Saturday 24 May 2014

Book Review - William Eggleston: For Now


Right now I am looking at the book in a purely visual way. The cover is particularly striking with no text it allows for the image alone to speak of the intimacy contained within with a photograph of his wife in bed. The yellow border matches the yellow colour theme in the image resulting in a beautifully flowing cover that emanates the vibrancy of the American culture and is a precursor to the style of work Eggleston produces in the book. The book is about A3 size square which really captures the details in the photographs.

“the flow of images, the torrential nature of his picture-making process, registers as a sprawling but precise visual diary, a record of things firmly seen or glimpsed and grabbed at, an inventory of experience.”

“the spaces between spaces, the mundane, the makeshift, all the fragmentary raw proofs of civilisation as a perishable human construction that, nevertheless, provides subject matter for vivid and vibrant photographs.”



“Eggleston claims that he takes only one picture of one thing”

I like that this process allows for a vast abundance of images that all portray something different, not one is of the same scene.
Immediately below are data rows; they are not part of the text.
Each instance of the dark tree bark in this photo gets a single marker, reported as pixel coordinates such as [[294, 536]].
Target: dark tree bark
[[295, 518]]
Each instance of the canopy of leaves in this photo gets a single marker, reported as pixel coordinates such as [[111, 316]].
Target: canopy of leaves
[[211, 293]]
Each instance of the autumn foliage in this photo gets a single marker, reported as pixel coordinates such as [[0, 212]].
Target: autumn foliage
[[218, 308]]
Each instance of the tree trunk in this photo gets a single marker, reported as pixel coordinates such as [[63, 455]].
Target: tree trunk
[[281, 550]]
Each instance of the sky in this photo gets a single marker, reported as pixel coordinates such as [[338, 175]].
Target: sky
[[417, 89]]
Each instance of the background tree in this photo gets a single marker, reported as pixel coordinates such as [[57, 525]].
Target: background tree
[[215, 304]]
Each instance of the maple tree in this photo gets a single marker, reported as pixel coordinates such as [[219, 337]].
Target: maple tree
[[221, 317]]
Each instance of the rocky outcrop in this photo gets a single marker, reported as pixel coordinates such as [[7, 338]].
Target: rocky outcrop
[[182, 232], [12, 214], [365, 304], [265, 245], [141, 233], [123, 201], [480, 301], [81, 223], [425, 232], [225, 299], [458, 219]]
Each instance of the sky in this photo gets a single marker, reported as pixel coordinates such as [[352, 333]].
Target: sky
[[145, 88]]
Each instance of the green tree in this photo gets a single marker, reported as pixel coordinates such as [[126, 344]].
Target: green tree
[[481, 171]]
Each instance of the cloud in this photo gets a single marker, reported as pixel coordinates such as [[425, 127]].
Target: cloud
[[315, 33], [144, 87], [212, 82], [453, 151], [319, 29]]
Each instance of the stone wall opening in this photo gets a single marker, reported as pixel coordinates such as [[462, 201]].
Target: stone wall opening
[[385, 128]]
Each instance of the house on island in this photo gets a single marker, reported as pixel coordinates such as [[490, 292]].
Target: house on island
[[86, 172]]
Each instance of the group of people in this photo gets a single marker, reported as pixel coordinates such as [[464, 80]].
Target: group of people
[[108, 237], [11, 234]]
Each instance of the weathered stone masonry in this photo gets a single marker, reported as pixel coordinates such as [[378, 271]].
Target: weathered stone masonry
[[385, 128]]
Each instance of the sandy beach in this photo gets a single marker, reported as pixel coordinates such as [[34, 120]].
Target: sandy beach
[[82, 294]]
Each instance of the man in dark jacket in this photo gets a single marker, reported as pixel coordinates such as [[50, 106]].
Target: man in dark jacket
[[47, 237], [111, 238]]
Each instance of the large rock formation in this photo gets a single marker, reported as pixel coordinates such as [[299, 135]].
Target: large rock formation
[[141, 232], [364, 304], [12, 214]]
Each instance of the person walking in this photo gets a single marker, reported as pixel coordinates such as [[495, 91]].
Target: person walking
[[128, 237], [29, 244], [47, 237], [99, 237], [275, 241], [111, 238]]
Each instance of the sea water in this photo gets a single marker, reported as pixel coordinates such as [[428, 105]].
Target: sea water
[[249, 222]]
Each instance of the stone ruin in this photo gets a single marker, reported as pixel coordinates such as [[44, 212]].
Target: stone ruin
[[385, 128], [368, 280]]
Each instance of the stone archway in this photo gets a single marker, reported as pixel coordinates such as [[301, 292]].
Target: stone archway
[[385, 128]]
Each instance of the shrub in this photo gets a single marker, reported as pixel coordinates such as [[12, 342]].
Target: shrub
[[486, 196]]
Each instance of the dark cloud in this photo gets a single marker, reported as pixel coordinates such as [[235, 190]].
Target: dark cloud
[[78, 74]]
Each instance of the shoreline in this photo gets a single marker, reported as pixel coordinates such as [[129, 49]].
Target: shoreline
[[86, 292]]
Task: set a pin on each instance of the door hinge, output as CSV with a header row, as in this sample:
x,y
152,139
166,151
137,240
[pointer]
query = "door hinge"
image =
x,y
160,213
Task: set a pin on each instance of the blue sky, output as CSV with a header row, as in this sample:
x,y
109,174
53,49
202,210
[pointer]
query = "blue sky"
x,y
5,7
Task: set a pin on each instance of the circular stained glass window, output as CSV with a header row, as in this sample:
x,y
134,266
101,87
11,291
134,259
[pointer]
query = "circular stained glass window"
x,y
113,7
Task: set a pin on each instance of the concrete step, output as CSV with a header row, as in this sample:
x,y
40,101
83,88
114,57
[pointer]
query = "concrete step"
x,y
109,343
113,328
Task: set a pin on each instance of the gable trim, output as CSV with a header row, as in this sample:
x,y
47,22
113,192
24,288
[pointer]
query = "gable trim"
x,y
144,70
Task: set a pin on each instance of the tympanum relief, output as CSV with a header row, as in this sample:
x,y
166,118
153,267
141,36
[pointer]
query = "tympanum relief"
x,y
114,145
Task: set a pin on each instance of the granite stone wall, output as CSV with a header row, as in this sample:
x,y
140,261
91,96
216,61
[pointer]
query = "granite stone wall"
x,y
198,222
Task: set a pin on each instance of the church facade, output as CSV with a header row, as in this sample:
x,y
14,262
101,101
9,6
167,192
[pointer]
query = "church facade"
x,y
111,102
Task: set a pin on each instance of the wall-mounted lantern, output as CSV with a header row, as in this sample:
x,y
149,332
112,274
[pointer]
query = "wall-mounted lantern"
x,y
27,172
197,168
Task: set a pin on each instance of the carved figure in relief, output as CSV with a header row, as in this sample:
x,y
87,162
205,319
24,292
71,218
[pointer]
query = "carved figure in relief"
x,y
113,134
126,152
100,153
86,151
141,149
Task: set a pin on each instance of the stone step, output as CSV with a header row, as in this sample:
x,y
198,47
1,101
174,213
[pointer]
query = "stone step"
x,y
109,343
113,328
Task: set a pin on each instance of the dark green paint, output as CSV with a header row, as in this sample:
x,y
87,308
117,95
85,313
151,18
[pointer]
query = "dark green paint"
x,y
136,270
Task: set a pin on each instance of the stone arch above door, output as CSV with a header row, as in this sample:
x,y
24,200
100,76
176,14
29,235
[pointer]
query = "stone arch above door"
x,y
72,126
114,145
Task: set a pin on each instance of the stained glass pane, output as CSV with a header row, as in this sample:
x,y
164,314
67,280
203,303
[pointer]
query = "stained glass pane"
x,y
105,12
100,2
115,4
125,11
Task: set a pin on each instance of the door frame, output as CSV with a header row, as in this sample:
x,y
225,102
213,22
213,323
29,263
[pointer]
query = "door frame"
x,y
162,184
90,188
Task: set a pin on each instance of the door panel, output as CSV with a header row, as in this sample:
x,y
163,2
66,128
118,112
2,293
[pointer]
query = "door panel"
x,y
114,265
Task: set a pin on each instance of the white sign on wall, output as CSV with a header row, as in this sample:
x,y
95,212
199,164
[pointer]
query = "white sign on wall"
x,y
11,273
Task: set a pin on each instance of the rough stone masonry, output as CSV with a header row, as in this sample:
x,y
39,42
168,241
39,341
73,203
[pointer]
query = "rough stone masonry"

It adds to the spontaneous, fast nature of the images and the pure visual diary of Eggleston’s life. They reflect the human enterprise, the human condition is present in each photograph, he is present in each image, not physically but in an almost ethereal way. The portraits are what draw my attention most, they are raw and connective. The subjects often look directly at the camera and hold a strong emotion. The image above of the woman with her hand on her hip seems to say ‘what the hell are you doing taking a photo of me’ or as if the photographer is in some kind of trouble, a disapproving mother asking her teenage kid ‘what time do you call this then?!’. When you first open the book you are confronted by a photograph of a woman crying, all emotion laid bare in the way she looks at the camera, the dishevelled hair, the tired eyes, the tear stained cheek and the look of a woman just having to get on with it. The truth of the human condition.
The title page of the book continues the yellow colour that was present on the cover and thankfully all the text and essays are left at the end of the book which allows for you to delve straight into the photographs uninhibited by another’s view of what you are seeing.
The last few pages contain various essays by people who know Eggleston and his work on a more personal level alongside an interview with Eggleston himself . In this he speaks about the people in some of the photographs and enjoys the fact that all the photographs in the book are ones that have previously been unpublished. His archive contains over 35,000 images so I imagine there are many he can’t recall offhand. The book contains images personally picked out by the author and contain more portraits then previous Eggleston books and the personal connection to the subjects in the photographs to Eggleston make this book more like a family album than anything else. For me, Eggleston’s work speaks to me in its way of capturing moments that are as close to the truth as photography gets nowadays and his use of colour is beautifully, the way he spreads it out in his images rather than clumping it within one corner of the photograph.